Und natürlich kommt die legendäre Liebesbeziehung zu der so gegensätzlich erscheinenden George Sand mit allen teils recht komplizierten Umständen zur Sprache. Die Schriftstellerin, die mit ihrem maskulinen Habitus wie auch ihren höchst kritischen und feminin selbstbewussten Büchern eine der ungewöhnlichsten Erscheinungen selbst im liberalen Paris war, warb regelrecht um den zart beseelten, sechs Jahre jüngeren Künstler.

Wie kongenial die Musikliebhaberin zu dem kapriziösen und doch immer nach Liebe und Zuwendung lechzenden Künstler passte, hat die Autorin feinfühlig herausgearbeitet. Zusätzlich wird das Gesamtbild auch von vielen Briefen und Aussagen anderer Zeitgenossen abgerundet. Und es erscheint geradezu schicksalhaft konsequent, wenn diesen in Paris zum umjubelten Genie aufgestiegenen Polen die ewige Sehnsucht nach der Heimat zerriss und das selbst nach seinem frühen Tod mit 39 Jahren eine symbolische Form fand: sein Leichnam wurde in Paris bestattet, sein Herz jedoch in Warschau.

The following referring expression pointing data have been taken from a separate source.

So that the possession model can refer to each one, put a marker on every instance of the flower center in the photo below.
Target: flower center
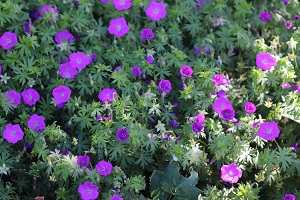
(119, 27)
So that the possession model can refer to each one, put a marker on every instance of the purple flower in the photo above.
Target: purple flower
(221, 104)
(52, 11)
(136, 71)
(107, 95)
(122, 135)
(231, 173)
(118, 27)
(197, 127)
(227, 114)
(13, 97)
(221, 93)
(205, 50)
(60, 105)
(88, 191)
(79, 60)
(61, 94)
(289, 197)
(30, 96)
(36, 123)
(63, 36)
(122, 4)
(76, 3)
(8, 40)
(147, 34)
(186, 71)
(196, 50)
(117, 68)
(294, 146)
(285, 85)
(265, 61)
(265, 16)
(156, 11)
(288, 24)
(104, 1)
(150, 59)
(268, 130)
(115, 197)
(66, 70)
(27, 27)
(286, 1)
(83, 161)
(13, 133)
(217, 79)
(164, 86)
(104, 168)
(249, 108)
(174, 123)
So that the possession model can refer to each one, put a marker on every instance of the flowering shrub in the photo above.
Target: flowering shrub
(136, 99)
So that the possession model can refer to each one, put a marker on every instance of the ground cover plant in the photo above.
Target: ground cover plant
(141, 99)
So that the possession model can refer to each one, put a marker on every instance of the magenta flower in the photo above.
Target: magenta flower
(265, 61)
(30, 96)
(118, 68)
(221, 104)
(156, 11)
(107, 95)
(36, 123)
(27, 27)
(122, 4)
(289, 197)
(104, 1)
(249, 108)
(115, 197)
(268, 130)
(61, 94)
(118, 27)
(13, 97)
(186, 71)
(265, 16)
(217, 79)
(63, 36)
(150, 59)
(79, 60)
(197, 127)
(122, 135)
(231, 173)
(294, 146)
(147, 34)
(66, 70)
(13, 133)
(136, 71)
(83, 161)
(88, 191)
(53, 12)
(164, 86)
(227, 114)
(104, 168)
(8, 40)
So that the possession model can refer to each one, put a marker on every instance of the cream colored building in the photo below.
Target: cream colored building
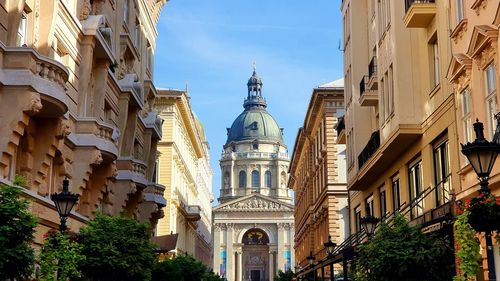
(253, 224)
(400, 127)
(475, 75)
(76, 89)
(183, 168)
(318, 175)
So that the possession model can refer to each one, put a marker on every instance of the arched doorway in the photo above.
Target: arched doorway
(255, 255)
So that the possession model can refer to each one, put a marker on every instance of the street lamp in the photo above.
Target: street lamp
(64, 202)
(330, 247)
(369, 223)
(482, 155)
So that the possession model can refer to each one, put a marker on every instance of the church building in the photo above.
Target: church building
(253, 225)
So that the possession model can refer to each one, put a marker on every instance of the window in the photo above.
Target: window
(268, 178)
(442, 172)
(369, 205)
(434, 56)
(255, 179)
(415, 185)
(466, 115)
(491, 99)
(459, 13)
(242, 179)
(357, 218)
(396, 195)
(383, 204)
(22, 30)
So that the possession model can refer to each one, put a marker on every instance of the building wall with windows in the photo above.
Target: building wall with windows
(76, 92)
(473, 72)
(184, 170)
(317, 175)
(400, 127)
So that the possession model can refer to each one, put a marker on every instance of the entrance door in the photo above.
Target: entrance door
(255, 275)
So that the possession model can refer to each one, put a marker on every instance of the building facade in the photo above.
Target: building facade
(76, 89)
(253, 224)
(318, 175)
(183, 168)
(400, 127)
(474, 74)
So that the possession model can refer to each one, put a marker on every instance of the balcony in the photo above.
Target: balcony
(367, 97)
(131, 169)
(25, 68)
(419, 13)
(154, 193)
(372, 83)
(91, 132)
(340, 128)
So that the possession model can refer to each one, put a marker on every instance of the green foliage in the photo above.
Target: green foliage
(60, 254)
(284, 276)
(183, 268)
(403, 252)
(17, 230)
(116, 248)
(468, 248)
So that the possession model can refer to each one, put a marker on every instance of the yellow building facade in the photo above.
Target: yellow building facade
(318, 175)
(474, 74)
(76, 93)
(183, 168)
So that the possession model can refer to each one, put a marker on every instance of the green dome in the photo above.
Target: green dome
(254, 123)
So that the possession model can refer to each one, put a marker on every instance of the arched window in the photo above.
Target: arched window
(268, 178)
(243, 179)
(255, 179)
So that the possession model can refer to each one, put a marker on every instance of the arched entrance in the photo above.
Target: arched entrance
(255, 255)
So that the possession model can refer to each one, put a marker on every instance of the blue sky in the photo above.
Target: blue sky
(211, 46)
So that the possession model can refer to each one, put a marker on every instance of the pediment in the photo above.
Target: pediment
(254, 203)
(482, 35)
(458, 64)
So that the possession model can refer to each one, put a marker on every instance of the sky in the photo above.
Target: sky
(210, 46)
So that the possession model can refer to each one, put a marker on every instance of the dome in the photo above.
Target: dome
(254, 123)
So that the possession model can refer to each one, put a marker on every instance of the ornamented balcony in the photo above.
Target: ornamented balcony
(91, 132)
(419, 13)
(154, 193)
(340, 128)
(367, 97)
(131, 169)
(26, 68)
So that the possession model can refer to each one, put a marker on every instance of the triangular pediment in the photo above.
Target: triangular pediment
(482, 35)
(254, 203)
(458, 64)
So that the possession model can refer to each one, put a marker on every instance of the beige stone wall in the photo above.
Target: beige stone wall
(76, 92)
(316, 176)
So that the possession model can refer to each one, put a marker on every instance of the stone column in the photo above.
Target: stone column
(217, 261)
(230, 253)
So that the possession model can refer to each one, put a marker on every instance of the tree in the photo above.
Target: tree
(284, 276)
(183, 268)
(116, 248)
(61, 254)
(17, 228)
(403, 252)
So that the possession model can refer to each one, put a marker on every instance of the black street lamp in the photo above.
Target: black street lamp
(369, 223)
(330, 247)
(482, 155)
(64, 202)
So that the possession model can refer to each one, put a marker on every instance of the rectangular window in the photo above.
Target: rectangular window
(491, 98)
(383, 204)
(22, 30)
(396, 195)
(415, 185)
(357, 218)
(442, 172)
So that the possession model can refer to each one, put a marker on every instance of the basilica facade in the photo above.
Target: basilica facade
(253, 225)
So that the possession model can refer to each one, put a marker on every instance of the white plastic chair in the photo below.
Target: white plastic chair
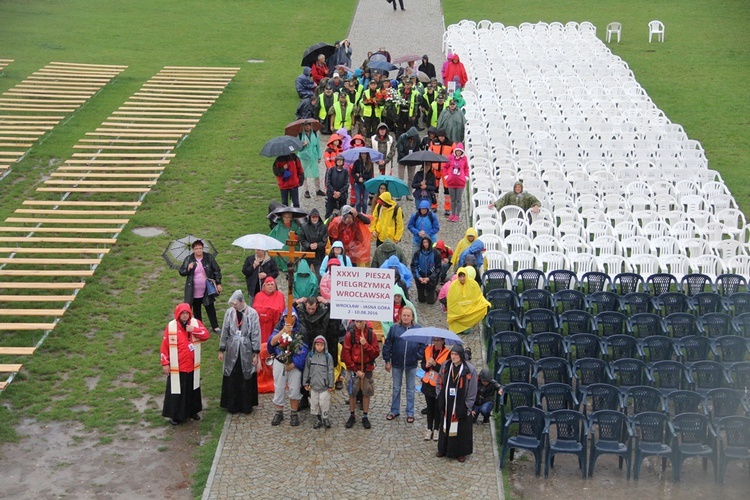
(493, 242)
(676, 264)
(491, 226)
(656, 28)
(494, 259)
(549, 261)
(710, 265)
(523, 259)
(740, 264)
(582, 263)
(645, 264)
(518, 242)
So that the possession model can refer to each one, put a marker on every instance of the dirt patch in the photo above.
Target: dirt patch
(64, 460)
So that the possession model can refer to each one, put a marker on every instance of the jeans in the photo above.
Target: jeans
(295, 197)
(360, 195)
(397, 373)
(457, 195)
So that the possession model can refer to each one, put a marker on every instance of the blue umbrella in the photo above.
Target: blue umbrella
(426, 334)
(396, 186)
(351, 155)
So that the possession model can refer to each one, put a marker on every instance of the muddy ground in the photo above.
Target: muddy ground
(610, 483)
(57, 460)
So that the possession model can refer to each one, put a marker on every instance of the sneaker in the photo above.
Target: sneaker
(278, 418)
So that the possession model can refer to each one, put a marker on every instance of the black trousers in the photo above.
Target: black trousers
(210, 310)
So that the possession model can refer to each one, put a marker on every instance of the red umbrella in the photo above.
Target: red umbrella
(295, 128)
(403, 59)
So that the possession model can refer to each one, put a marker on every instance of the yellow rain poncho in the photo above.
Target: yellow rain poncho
(466, 304)
(463, 245)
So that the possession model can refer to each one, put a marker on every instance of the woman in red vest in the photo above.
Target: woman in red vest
(434, 356)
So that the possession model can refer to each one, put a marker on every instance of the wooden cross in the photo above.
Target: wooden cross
(292, 256)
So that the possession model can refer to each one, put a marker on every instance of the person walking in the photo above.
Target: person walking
(198, 268)
(359, 353)
(239, 349)
(180, 361)
(401, 358)
(456, 175)
(456, 393)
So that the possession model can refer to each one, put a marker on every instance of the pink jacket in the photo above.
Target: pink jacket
(457, 170)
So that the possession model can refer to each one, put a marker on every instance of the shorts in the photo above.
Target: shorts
(367, 384)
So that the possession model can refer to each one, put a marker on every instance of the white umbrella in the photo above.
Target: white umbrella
(258, 242)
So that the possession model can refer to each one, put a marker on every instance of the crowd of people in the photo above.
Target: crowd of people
(303, 356)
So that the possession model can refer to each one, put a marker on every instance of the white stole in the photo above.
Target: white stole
(174, 360)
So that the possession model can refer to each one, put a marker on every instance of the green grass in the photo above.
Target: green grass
(699, 77)
(104, 354)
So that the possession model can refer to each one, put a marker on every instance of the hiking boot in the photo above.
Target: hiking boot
(352, 420)
(278, 418)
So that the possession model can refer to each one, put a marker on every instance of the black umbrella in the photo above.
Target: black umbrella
(381, 65)
(281, 146)
(313, 51)
(177, 250)
(419, 157)
(276, 214)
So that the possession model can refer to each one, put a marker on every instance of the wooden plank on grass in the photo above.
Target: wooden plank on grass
(29, 285)
(17, 351)
(36, 298)
(32, 312)
(45, 272)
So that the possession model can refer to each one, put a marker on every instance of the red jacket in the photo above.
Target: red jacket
(185, 340)
(291, 164)
(353, 352)
(455, 68)
(318, 72)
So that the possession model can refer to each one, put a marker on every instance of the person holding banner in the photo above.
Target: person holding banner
(181, 362)
(456, 392)
(401, 358)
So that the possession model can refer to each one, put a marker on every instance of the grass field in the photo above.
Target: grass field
(103, 355)
(699, 77)
(217, 187)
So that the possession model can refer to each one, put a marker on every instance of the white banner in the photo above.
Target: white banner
(362, 293)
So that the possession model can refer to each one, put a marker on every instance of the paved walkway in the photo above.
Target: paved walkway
(391, 459)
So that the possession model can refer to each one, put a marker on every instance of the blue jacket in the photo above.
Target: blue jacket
(428, 223)
(399, 352)
(474, 249)
(300, 357)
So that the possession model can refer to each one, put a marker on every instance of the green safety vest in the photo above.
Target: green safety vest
(345, 121)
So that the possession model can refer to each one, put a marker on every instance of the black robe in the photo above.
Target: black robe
(462, 443)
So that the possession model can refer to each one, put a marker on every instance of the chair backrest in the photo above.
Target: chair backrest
(677, 402)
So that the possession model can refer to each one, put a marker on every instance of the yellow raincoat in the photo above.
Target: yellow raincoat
(466, 304)
(463, 245)
(388, 223)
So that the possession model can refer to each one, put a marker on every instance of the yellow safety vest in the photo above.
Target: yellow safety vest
(340, 121)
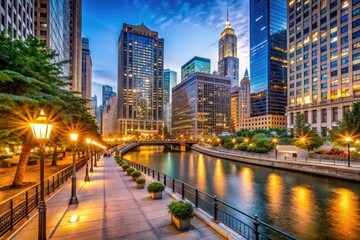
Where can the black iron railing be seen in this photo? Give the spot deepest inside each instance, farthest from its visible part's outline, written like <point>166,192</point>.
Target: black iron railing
<point>244,224</point>
<point>15,209</point>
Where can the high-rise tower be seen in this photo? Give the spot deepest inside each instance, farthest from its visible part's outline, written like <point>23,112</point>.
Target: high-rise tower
<point>140,81</point>
<point>228,64</point>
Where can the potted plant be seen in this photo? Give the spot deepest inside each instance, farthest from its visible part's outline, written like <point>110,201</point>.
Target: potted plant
<point>135,175</point>
<point>155,189</point>
<point>125,166</point>
<point>129,171</point>
<point>181,214</point>
<point>140,183</point>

Eva Gesine Baurs Verdienst ist es, jenseits aller wissenschaftlicher Theorie ein detailliertes und umfassendes Gesamtbild Frédéric Chopins geschaffen zu haben. Dass sie dabei auch mit hervorragendem Zeit- und Lokalkolorit überzeugt, macht diese Biographie um so mehr zu einem großen Lesevergnügen.

 

# Eva Gesine Baur: Chopin oder Die Sehnsucht. Eine Biographie; 564 Seiten, div. Abb.; C. H. Beck Verlag, München; € 24,90

WOLFGANG A. NIEMANN (wan/JULIUS)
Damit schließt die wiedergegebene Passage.